🤖 AI Summary
In deep reinforcement learning, target networks enhance training stability but impede convergence, whereas bootstrapping directly from the online network often causes divergence. To address this trade-off, we propose MINTO (Minimum Target), a lightweight and general-purpose method that computes the minimum of the target and online network outputs as the bootstrapping target during value updates. This mechanism preserves stability without sacrificing learning speed and requires no architectural or procedural modifications, making it seamlessly compatible with mainstream value-based (e.g., DQN) and policy-gradient (e.g., DDPG) algorithms. Extensive experiments across diverse settings—including discrete/continuous action spaces and online/offline RL benchmarks—demonstrate that MINTO consistently accelerates convergence, improves final performance, and effectively alleviates the inherent tension between target-network delay and online-network instability.

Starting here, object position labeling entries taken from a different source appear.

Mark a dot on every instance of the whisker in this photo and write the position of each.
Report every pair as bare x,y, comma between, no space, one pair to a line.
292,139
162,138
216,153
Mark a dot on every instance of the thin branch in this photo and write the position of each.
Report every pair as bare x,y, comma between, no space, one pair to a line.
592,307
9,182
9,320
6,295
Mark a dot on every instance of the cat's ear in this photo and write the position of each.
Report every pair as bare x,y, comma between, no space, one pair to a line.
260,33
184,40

As a result, MINTO provides a simple, universal, and computationally efficient solution for stable and accurate value estimation.
📝 Abstract
The use of target networks is a popular approach for estimating value functions in deep Reinforcement Learning (RL). While effective, the target network remains a compromise solution that preserves stability at the cost of slowly moving targets, thus delaying learning. Conversely, using the online network as a bootstrapped target is intuitively appealing, albeit well-known to lead to unstable learning. In this work, we aim to obtain the best out of both worlds by introducing a novel update rule that computes the target using the MINimum estimate between the Target and Online network, giving rise to our method, MINTO. Through this simple, yet effective modification, we show that MINTO enables faster and stable value function learning, by mitigating the potential overestimation bias of using the online network for bootstrapping. Notably, MINTO can be seamlessly integrated into a wide range of value-based and actor-critic algorithms with a negligible cost. We evaluate MINTO extensively across diverse benchmarks, spanning online and offline RL, as well as discrete and continuous action spaces. Across all benchmarks, MINTO consistently improves performance, demonstrating its broad applicability and effectiveness.